En su art. 1° la ley 23.492 establecía: “Se extinguirá la acción penal respecto de toda persona por su presunta participación en cualquier grado, en los delitos del art. 10 de la ley 23.049, que no estuviere prófugo, o declarado en rebeldía, o que no haya sido ordenada su citación a prestar declaración indagatoria, por tribunal competente, antes de los sesenta días corridos a partir de la fecha de promulgación de la presente ley. En las mismas condiciones se extinguirá la acción penal contra toda persona que hubiere cometido delitos vinculados a la instauración de formas violentas de acción política hasta el 10 de diciembre de 1983".

 

d).1).a).- ¿Ley especial reductora del plazo de prescripción o ley de amnistía sujeta a una condición?

Una primera noción conceptual podría otorgar a la ley en cuestión una naturaleza jurídica de “ley especial reductora del plazo de prescripción de la acción penal”, es decir, una ley especial que aceleraría la pérdida del derecho a castigar por parte del Estado.

En una posición diferente, podría adjudicársele el carácter esencial de una verdadera “amnistía sujeta al cumplimiento de una determinada condición” (cfr.
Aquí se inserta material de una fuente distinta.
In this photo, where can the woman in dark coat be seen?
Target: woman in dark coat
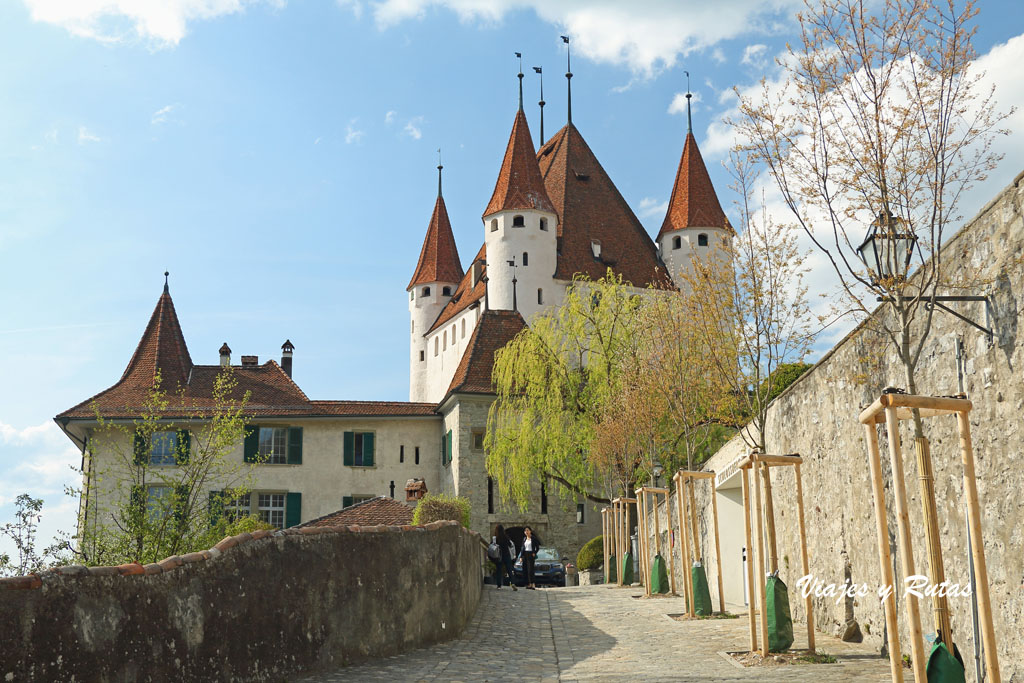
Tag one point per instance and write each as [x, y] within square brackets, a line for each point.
[503, 565]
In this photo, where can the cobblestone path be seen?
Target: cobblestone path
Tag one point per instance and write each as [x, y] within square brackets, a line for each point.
[598, 633]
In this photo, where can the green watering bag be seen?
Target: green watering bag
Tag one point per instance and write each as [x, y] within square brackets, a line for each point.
[628, 568]
[658, 575]
[779, 621]
[701, 596]
[943, 667]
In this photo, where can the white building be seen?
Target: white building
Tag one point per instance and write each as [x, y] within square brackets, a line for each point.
[554, 213]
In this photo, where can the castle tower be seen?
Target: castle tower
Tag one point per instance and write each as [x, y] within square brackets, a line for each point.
[694, 225]
[434, 281]
[520, 226]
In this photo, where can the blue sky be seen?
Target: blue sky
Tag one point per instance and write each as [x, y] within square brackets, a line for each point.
[279, 160]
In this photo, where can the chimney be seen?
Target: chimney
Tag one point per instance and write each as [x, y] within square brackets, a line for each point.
[286, 356]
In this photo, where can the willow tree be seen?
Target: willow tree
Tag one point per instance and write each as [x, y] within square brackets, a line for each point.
[554, 383]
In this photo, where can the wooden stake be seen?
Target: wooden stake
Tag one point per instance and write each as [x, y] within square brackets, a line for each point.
[808, 604]
[751, 594]
[978, 549]
[885, 561]
[905, 546]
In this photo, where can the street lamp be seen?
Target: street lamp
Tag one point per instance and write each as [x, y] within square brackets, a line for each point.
[887, 249]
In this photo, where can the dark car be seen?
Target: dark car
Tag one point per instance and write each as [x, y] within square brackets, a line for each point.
[548, 569]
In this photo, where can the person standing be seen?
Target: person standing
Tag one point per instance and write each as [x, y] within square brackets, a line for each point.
[528, 556]
[503, 565]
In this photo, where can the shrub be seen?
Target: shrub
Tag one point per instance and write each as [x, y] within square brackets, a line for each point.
[438, 507]
[591, 556]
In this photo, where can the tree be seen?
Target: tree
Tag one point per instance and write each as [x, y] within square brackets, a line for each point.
[146, 484]
[555, 382]
[23, 534]
[750, 309]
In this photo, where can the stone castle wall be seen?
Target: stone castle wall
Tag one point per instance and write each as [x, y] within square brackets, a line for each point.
[255, 607]
[817, 418]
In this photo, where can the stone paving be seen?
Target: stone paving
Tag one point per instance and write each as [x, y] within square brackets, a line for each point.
[599, 633]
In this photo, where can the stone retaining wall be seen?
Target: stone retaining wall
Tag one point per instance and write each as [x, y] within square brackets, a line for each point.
[255, 607]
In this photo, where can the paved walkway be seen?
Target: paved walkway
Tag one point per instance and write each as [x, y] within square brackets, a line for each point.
[598, 633]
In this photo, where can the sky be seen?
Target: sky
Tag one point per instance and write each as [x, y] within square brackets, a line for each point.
[279, 160]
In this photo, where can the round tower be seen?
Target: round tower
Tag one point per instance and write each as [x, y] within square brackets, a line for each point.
[436, 276]
[520, 229]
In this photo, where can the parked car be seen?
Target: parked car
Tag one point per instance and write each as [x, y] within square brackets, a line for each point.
[548, 569]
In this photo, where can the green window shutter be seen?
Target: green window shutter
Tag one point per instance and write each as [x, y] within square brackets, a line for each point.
[252, 443]
[349, 449]
[184, 446]
[216, 507]
[368, 449]
[293, 509]
[139, 452]
[295, 445]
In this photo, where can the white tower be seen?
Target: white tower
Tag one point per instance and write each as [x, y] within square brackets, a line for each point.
[694, 225]
[434, 281]
[520, 228]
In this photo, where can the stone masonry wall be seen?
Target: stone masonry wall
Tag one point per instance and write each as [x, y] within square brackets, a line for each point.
[817, 418]
[254, 608]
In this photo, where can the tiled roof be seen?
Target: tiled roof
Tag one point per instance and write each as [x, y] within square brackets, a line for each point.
[465, 295]
[519, 184]
[439, 257]
[380, 510]
[589, 209]
[496, 329]
[693, 202]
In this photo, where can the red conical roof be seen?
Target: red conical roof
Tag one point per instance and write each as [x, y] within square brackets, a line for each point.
[162, 347]
[693, 202]
[439, 256]
[519, 184]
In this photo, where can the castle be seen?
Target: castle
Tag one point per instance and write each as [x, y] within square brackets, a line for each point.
[554, 213]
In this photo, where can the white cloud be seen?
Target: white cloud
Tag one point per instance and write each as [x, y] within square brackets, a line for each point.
[353, 134]
[161, 23]
[85, 135]
[413, 127]
[754, 55]
[651, 208]
[645, 37]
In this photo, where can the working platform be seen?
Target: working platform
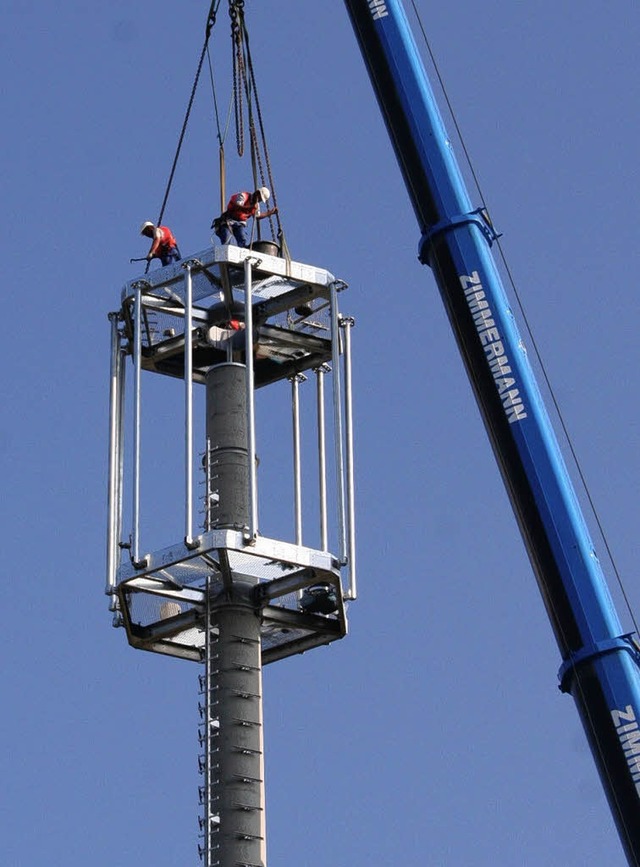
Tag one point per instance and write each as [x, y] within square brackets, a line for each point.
[190, 321]
[163, 602]
[291, 313]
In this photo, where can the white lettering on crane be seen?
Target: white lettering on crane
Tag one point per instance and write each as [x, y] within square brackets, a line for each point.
[378, 9]
[493, 347]
[628, 733]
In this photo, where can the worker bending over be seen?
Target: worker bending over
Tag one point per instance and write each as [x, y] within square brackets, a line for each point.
[241, 207]
[164, 247]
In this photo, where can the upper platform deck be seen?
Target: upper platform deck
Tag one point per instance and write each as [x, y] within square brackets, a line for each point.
[290, 311]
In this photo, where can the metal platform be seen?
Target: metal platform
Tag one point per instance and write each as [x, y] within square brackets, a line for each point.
[178, 321]
[163, 602]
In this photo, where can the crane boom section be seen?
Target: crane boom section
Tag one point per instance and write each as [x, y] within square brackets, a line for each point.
[600, 663]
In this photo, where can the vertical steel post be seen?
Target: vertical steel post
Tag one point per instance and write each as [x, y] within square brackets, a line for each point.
[137, 368]
[297, 481]
[322, 455]
[337, 422]
[114, 458]
[188, 405]
[251, 423]
[346, 323]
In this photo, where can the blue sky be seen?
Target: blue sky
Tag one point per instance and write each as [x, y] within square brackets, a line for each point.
[434, 734]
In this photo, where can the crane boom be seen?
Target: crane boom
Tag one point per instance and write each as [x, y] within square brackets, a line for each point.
[600, 663]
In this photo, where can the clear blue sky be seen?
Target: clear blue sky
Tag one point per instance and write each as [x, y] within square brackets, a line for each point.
[435, 734]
Sancinetti, Marcelo, "Derechos Humanos en la Argentina Post-Dictatorial", Lerner Editores, Buenos Aires).

La Ley de Punto Final tiene en común con los institutos de la prescripción de la acción penal y con la amnistía, el efecto  de “extinción de la acción penal” (art. 59 del Código Penal). Sin embargo, de acuerdo con sus  características esenciales y de gestación, existirían más razones como para  considerarla una verdadera ‘amnistía’ antes  que un ‘plazo especial de prescripción de la acción penal’.

En efecto, los fundamentos de política legislativa que suelen sostener el instituto de la prescripción se basan en, por un lado,  la dificultad probatoria derivada del transcurso del tiempo y, por otro, la disminución del interés social en el castigo del delito.
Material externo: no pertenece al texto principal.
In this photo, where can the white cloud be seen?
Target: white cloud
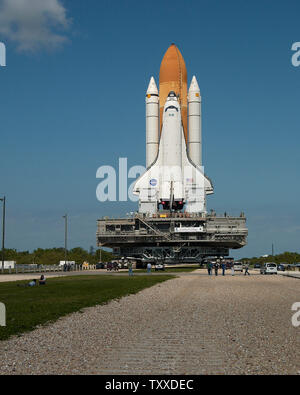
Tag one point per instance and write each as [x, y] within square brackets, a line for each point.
[34, 24]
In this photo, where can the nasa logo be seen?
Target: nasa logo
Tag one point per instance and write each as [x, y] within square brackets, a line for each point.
[153, 182]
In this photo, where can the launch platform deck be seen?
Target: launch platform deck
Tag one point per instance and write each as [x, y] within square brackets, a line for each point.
[172, 237]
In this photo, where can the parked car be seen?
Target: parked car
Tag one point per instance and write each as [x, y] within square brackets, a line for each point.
[269, 268]
[238, 267]
[297, 264]
[159, 266]
[281, 268]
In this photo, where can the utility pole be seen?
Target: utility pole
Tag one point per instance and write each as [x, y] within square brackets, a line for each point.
[3, 232]
[66, 236]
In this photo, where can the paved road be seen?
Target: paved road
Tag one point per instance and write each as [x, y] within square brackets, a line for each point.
[188, 325]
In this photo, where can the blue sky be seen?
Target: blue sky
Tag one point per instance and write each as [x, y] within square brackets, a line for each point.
[72, 99]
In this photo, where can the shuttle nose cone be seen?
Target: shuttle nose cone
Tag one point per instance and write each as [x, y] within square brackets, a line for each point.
[152, 88]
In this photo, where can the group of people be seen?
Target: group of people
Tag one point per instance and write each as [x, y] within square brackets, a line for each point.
[34, 282]
[216, 266]
[222, 265]
[112, 266]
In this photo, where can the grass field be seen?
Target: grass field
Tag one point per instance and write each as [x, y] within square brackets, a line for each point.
[28, 307]
[169, 270]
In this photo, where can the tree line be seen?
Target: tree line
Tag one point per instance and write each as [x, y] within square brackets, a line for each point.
[285, 257]
[52, 256]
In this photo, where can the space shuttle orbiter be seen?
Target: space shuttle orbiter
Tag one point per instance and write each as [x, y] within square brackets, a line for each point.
[174, 179]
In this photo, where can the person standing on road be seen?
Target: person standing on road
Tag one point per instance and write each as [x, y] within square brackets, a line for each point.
[247, 269]
[216, 268]
[208, 266]
[223, 266]
[232, 269]
[130, 272]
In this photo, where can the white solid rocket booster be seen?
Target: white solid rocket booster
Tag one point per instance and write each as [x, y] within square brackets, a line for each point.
[194, 123]
[152, 122]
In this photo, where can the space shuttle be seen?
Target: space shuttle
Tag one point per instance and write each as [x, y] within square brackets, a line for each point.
[174, 179]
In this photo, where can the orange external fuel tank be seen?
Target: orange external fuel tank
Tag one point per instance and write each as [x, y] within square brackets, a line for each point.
[173, 77]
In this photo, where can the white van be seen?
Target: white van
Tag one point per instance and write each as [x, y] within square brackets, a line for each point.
[238, 267]
[269, 268]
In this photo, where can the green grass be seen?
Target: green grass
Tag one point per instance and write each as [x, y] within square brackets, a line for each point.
[169, 270]
[27, 307]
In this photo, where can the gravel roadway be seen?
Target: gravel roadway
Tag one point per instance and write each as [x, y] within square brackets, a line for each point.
[188, 325]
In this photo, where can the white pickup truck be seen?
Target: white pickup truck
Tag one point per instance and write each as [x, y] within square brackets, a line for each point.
[238, 267]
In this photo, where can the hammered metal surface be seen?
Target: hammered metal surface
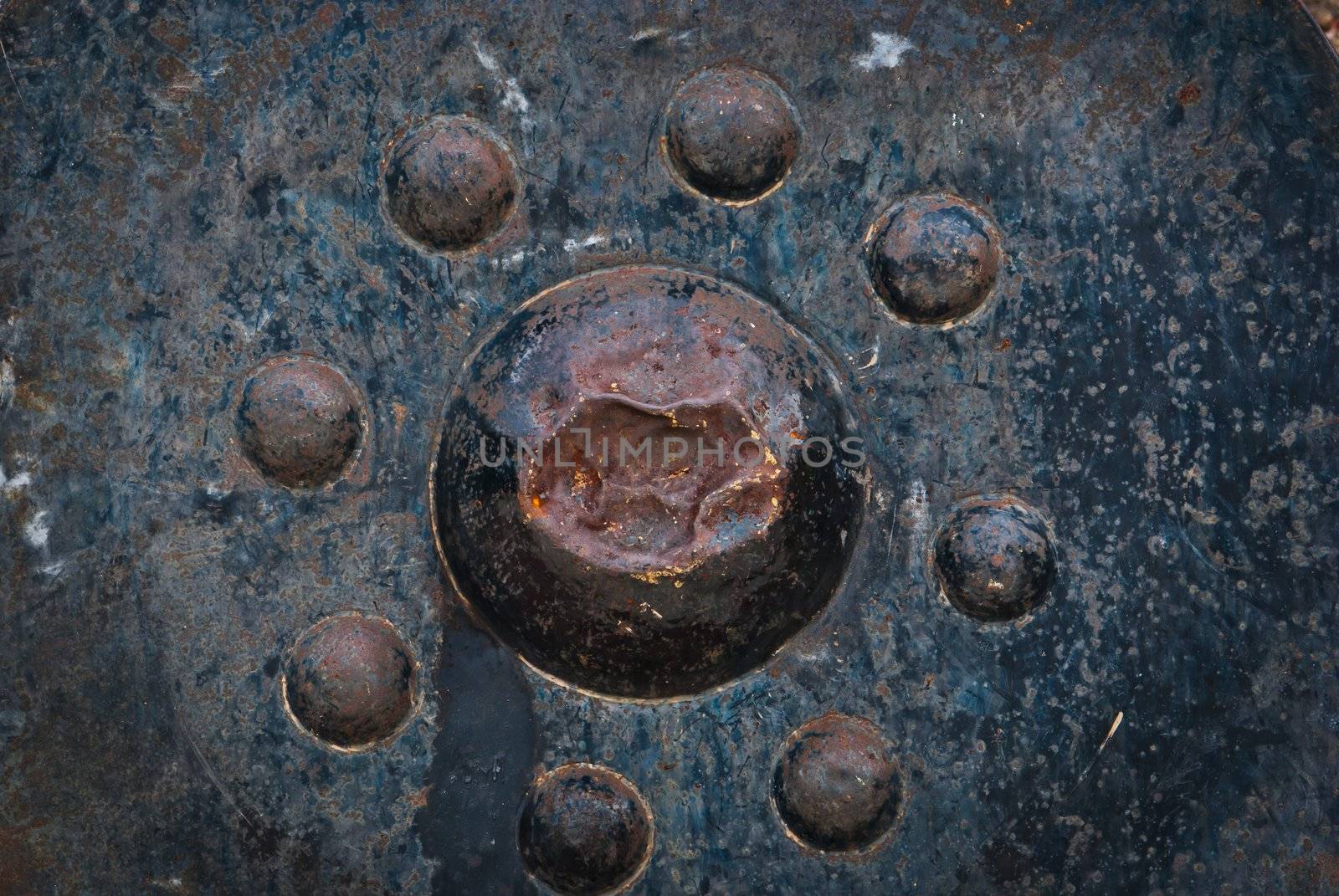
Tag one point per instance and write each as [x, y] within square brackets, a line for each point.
[193, 191]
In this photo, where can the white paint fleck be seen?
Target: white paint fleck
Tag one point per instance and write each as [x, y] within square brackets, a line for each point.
[7, 383]
[593, 240]
[887, 53]
[15, 483]
[512, 95]
[656, 33]
[874, 356]
[1116, 724]
[37, 530]
[917, 508]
Los fundamentos políticos de la ley 23.492, en cambio,  tendían a poner fin a las investigaciones bajo el pretexto de garantizar “la pronta terminación de los procesos", "la consolidación de la paz social" y la "reconciliación nacional".

Tradicionalmente, la Corte Suprema ha definido la amnistía como “el olvido de un hecho delictuoso para reestablecer la calma y la concordia social” (entre otros, Fallos 165:199, Fallos 178:377) circunstancia que permitiría encontrar una afinidad de motivaciones con la ley 23.492.


 

Otro argumento en favor de considerar la Ley de Punto Final como ley de amnistía viene dada en razón que los plazos de prescripción de la acción penal se establecen a partir de límites mínimos y máximos de pena, obedeciendo a una vinculación directa con la gravedad del delito cometido (cfr. art. 62 del Código Penal). Por su parte, la ley 23.492 no establece ninguna distinción entre el universo de las diferentes conductas delictivas que comprende y a efectos que opere la extinción de la acción.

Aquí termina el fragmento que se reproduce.